KOLKATA (miningweekly.com) – A sharp fall in gold imported into the country during the first quarter of the current financial year has prompted the Indian government to move toward an early lifting of the ban on importing the precious metal from South Korea.
With gold imports down 25% during the first quarter at $8.43-billion and the trend having started since January, the government is willing to accede to persistent lobbying from South Korea to lift the ban on inward shipment of gold originating from the latter country.
As reported by Mining Weekly Online, the South Korean government has been putting sustained pressures on India to lift the ban on zero duty imports of gold under the Comprehensive Economic Partnership Agreement (CEPA), imposed last year.
Sources said given the falling trend in gold imports, the Indian government has communicated to its counterparts in the South Korean government that India is preparing to revoke the ban in the shortest possible time.

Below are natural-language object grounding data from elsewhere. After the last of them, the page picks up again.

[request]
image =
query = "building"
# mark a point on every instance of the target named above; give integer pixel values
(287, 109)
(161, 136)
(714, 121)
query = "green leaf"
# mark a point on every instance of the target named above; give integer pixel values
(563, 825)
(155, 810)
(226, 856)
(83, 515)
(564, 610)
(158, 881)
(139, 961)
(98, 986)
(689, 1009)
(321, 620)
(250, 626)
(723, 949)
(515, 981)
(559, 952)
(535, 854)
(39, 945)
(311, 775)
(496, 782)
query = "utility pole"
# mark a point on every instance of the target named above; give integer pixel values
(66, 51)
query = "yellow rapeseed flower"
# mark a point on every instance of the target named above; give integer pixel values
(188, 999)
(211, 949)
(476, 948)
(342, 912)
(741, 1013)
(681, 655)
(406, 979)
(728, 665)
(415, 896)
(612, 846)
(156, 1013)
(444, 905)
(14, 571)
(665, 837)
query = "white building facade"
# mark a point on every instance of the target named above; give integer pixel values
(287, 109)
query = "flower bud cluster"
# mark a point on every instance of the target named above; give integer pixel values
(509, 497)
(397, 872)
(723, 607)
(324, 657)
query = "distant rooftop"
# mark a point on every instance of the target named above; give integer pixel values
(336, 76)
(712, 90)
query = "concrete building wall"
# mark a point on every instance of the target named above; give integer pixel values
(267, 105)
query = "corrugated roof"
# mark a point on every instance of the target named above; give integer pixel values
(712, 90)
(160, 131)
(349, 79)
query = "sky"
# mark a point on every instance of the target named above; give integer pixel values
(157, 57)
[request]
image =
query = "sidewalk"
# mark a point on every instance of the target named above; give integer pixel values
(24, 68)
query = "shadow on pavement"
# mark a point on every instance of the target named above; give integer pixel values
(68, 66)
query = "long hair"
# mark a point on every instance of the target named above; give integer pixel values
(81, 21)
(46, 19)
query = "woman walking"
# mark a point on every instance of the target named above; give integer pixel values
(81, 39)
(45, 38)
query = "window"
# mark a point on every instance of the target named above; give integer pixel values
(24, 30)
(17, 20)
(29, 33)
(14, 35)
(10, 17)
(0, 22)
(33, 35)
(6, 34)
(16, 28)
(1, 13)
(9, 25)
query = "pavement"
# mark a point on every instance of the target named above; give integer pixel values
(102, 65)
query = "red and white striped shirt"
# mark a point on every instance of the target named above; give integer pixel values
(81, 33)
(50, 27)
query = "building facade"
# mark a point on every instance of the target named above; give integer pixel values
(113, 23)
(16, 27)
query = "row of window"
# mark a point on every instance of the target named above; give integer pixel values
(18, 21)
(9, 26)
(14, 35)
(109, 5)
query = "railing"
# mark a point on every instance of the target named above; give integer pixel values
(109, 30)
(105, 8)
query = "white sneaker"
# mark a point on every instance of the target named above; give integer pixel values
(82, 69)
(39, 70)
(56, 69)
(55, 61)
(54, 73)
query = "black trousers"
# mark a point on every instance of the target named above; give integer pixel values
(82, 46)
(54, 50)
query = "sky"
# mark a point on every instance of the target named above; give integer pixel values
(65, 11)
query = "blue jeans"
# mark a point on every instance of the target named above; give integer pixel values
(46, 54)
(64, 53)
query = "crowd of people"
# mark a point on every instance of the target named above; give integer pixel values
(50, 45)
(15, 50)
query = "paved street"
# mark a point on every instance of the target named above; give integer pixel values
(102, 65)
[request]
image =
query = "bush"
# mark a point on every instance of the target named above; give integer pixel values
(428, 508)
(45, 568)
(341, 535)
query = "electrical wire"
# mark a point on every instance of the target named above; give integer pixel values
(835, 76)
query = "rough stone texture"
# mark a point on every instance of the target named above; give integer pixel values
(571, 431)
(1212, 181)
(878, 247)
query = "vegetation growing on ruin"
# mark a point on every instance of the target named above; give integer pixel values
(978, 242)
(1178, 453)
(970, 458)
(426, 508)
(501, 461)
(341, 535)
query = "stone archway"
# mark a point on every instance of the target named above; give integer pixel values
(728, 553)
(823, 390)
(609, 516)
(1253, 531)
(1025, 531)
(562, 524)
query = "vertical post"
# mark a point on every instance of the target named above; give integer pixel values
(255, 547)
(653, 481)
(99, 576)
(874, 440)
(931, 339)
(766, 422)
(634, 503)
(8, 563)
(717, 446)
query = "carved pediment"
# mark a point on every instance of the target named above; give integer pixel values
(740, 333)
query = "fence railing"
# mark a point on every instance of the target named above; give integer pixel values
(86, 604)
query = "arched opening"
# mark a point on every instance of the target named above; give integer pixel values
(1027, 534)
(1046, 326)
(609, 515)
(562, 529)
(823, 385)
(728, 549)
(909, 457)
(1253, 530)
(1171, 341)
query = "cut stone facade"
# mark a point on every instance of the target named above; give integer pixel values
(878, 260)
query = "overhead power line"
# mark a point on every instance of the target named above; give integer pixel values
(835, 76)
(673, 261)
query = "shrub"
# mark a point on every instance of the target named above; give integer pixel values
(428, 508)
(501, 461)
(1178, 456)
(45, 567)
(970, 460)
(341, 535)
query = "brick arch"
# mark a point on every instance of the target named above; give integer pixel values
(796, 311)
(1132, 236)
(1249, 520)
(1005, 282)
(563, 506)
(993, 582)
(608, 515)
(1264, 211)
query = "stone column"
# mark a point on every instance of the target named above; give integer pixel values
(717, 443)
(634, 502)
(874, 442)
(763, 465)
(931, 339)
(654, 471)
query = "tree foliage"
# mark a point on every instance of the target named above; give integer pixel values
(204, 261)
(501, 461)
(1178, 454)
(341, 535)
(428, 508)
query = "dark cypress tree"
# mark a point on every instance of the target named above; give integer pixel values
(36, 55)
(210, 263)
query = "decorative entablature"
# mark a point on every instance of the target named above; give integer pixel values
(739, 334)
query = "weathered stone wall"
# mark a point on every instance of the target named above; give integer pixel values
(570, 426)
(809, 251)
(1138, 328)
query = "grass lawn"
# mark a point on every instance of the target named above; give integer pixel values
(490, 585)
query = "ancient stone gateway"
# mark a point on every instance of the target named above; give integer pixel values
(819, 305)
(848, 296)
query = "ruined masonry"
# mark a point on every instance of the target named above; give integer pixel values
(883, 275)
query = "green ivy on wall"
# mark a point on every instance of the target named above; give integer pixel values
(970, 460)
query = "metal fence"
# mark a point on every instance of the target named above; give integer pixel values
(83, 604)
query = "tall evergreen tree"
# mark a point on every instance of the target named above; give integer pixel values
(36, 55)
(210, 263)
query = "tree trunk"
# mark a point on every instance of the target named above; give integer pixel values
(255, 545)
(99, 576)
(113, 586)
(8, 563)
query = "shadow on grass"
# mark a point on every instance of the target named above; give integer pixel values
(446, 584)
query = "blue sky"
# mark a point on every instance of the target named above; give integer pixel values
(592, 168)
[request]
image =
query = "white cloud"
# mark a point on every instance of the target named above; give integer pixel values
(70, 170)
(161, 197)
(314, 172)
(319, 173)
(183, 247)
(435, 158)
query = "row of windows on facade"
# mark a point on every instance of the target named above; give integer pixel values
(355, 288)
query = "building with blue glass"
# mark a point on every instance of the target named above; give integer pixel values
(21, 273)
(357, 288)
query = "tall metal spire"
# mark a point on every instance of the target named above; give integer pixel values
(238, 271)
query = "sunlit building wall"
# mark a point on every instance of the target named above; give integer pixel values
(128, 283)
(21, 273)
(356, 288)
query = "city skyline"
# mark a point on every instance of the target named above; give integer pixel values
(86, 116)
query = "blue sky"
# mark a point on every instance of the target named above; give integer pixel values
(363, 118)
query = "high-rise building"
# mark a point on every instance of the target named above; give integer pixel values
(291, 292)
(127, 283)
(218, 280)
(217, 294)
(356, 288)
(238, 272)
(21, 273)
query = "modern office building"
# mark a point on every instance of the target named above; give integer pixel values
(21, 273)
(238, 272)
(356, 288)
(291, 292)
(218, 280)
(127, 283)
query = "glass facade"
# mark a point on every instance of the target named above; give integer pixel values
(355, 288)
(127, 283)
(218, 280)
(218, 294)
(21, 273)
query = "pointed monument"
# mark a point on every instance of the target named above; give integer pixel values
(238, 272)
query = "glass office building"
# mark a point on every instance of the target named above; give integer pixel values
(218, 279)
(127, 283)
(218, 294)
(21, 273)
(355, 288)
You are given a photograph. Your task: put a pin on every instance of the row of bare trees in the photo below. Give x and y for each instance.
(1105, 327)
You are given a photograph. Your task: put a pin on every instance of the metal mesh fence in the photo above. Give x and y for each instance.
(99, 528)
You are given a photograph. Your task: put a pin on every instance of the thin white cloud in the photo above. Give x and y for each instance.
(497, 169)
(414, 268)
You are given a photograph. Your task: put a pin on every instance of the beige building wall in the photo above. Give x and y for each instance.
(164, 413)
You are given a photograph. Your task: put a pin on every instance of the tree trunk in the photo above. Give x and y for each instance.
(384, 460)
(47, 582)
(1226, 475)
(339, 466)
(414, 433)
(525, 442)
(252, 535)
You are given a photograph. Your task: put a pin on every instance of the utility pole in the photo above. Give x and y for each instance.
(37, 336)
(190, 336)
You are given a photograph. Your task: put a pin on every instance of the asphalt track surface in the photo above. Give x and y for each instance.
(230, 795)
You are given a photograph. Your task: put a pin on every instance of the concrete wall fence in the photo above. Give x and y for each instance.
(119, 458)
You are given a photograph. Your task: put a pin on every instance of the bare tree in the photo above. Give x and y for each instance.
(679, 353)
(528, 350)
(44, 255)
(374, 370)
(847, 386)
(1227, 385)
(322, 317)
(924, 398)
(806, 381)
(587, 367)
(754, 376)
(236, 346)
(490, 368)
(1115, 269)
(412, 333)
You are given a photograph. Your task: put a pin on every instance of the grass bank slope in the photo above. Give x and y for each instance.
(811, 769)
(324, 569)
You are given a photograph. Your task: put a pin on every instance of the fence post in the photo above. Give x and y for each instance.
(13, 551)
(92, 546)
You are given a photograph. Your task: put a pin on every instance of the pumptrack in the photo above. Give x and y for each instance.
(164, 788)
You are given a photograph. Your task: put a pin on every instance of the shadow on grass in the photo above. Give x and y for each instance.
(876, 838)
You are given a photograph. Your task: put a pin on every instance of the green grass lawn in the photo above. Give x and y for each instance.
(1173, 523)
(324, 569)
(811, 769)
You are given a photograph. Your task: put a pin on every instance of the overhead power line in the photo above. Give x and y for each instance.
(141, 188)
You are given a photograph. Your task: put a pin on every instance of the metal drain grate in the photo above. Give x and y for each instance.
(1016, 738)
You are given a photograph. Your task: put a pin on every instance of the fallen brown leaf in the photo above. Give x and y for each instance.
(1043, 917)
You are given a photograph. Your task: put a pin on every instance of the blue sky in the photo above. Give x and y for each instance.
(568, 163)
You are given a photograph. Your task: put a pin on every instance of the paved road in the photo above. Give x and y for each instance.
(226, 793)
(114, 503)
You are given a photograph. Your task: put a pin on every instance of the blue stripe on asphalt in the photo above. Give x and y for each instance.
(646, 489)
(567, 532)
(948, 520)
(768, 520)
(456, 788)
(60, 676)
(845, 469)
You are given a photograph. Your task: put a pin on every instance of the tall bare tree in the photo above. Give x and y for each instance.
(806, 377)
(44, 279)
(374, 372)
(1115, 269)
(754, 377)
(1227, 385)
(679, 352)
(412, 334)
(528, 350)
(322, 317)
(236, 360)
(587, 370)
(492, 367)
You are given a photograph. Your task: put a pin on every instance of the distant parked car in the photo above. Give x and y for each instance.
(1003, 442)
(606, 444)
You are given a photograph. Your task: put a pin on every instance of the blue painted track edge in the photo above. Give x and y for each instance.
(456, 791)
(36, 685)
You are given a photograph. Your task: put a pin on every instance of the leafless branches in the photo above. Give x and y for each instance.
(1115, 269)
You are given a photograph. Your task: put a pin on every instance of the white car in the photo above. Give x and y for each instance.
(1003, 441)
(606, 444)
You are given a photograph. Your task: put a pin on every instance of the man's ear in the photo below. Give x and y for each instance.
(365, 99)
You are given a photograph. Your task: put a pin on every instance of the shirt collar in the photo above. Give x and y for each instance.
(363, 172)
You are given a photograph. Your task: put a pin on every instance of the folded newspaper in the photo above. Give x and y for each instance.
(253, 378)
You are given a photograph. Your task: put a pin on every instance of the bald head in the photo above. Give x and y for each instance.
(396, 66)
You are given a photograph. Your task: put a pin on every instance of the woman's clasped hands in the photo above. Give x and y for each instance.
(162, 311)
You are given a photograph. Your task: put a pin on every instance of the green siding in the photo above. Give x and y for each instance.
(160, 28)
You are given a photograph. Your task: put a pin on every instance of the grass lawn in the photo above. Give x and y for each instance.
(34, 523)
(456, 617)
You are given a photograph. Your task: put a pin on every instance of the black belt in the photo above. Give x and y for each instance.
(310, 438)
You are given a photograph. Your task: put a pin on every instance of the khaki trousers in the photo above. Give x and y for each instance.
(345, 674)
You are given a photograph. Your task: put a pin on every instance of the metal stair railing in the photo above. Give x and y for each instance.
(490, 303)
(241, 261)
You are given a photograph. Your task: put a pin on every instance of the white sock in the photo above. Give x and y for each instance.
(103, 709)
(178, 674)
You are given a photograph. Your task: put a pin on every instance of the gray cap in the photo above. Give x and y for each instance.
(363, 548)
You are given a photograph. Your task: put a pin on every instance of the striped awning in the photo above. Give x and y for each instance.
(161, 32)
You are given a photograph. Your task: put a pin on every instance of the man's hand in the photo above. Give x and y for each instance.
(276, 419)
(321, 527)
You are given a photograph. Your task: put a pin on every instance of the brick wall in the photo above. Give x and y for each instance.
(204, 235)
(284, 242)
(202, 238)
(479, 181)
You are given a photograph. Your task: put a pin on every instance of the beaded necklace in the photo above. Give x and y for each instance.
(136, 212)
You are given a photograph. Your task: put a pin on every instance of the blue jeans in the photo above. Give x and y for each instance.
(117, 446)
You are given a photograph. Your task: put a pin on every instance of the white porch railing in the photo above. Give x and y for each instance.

However, India has not specified any timeframe for the lifting of such a ban as the Indian government will insist on including a regional value addition norm during the forthcoming bilateral meeting to review CEPA.
The Indian government has unofficially conveyed to South Korea that it would like to see a minimum threshold of value addition to gold within South Korea and necessary certification of the same, to prevent ‘third country gold’ flowing into India via South Korea.
India has suggested a minimum of 35% value addition to gold in South Korea for the consignment to be eligible to be imported from the latter.
In August, India banned gold imports from South Korea at nil rate of customs duty as with the introduction of the Goods and Services Tax (GST) in earlier months, reduced the incidence of local duty on gold fell sharply from 12.5% countervailing duty to an integrated rate of 3%.
The lower net effective incidence of all taxes triggered a surge in gold imports from South Korea during July to August 2017, to $338-million, against total imports of the metal from the country of $70-million during the entire previous financial year.
Indian policy makers rationalising the ban had said that since South Korea was neither a leading producer of the metal, nor did it have a significant value addition industry or jewellery making, the country was being used as a transit point for ‘third country’ gold to be shipped into India taking advantage of CEPA provisions for a nil rate of customs duty.